I confess I was expecting something more refined. It looked more like a sixth form common room than a swanky cocktail bar, but then, I had never been in a swanky cocktail bar before. We all grabbed black leatherette pouffes but were rather spread out across the not-so-swanky-but-very-crowded-cocktail-bar. There was a menu to study before we could order a drink. I settled on a lime and quince sour, and tried not to look at the price! Unsuccessfully. The others were too slow so someone took charge and ordered five different drinks in five different shaped glasses. The lime and quince sour was very nice, in a completely un-real-ale-like sort of way. As people left we dragged the black leatherette pouffes across the room until we were huddled near, but not actually round a table. We began to speculate what the interesting gizmo attached to the back of the waiter’s belt was for. We had another round of drinks, but I forget what mine was called, or what it had in it, although it was very nice. I was still struggling to come to terms with a round of five drinks coming to nearly £50 (lime and quince sours are £7, cocktails with champagne are £11, there is a 10% discretionery service charge, and the change from £50 is negligible (well actually it is the price of a pint of Pipers) so it is left as a tip).

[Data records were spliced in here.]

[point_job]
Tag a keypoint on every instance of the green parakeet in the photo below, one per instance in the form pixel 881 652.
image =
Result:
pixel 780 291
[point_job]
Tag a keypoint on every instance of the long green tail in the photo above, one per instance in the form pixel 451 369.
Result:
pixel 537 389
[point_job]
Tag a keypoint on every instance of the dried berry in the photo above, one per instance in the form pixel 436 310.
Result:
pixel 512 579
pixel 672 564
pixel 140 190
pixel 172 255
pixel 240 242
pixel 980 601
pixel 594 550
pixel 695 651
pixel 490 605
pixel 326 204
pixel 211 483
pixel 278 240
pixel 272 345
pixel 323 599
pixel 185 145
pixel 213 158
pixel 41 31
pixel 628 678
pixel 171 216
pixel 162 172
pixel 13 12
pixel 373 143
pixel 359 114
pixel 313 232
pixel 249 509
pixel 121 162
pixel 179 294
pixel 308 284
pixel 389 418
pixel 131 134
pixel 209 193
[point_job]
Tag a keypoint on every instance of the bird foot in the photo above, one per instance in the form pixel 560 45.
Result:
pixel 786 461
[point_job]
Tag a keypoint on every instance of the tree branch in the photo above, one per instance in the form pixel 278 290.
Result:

But two drinks made me brave enough to ask the waiter what his interesting gizmo was, and with a flourish he whipped it off his belt and said it was a speedy bottle opener. I still think it looked like a clip for fastening him to a wall when there aren’t any customers. I stopped feeling like a rock star and more like a member of ‘Absolutely Fabulous’ when he went off-shift, and said ‘Goodnight ladies’.

 

It was time to move on, and I turned out not to be the only one with no sense of direction as we went looking for somewhere else. It was a particular somewhere else and we did know the name (although I have forgotten it since) but because we had the technology we tried to find it by asking directions by mobile from someone who was there. They knew where they were, but weren’t sure where we were (and nor were we), and someone tried Google because they know everything. After we had crossed the same road three times someone thought of asking a real person, and that helped a lot. Except when we arrived it was full so we went somewhere else. I was beyond lost by now, but cocktails are remarkable stress reducers, and once settled in a new cocktail bar that looked like a cocktail bar we studied another menu. I could look at the prices without blinking now, and as it was a cocktail bar specialising in apples I had something with apples in it (and quite a lot of alcohol). The waiter/barman was very smart (and quite young) and he shook the shaker with a flourish and poured the drinks from a height and all the mixing for seven drinks took some time (and provided a lot of great entertainment) and the drinks probably were worth a bit more than a pint of beer. We had another. I was beginning to realise that if the drink has a lot of ice in it, and it is drunk slowly, it gets quite dilute by the end. I was also aware I was sitting on a fairly high stool and care was going to be needed getting down. The two additions to our party insisted on another drink, which seemed an excellent idea; mine was something with Chivas Regal whisky. Normally I am of the school that if a whisky is good enough to drink it is better on its own, but hey, this was a one-off weekend and there should always be exceptions. Those amongst us with more restraint decided it was now time to leave and go and make chilli and drink the last bottle of fizz. I think some wine was opened but I was now on the breakfast fruit juice and thinking of an early night.

 

We did more shopping the next day, and on Monday I finished my weekend away in style by flying home. I hope I don’t get so used to being able to fly it stops being exciting.

 

On Tuesday I filed my tax return. It was a bit more complicated than usual because of all the different jobs I did last year but at the end I discovered I owed HM Revenue & Customs slightly more than the five rounds of cocktails I drank!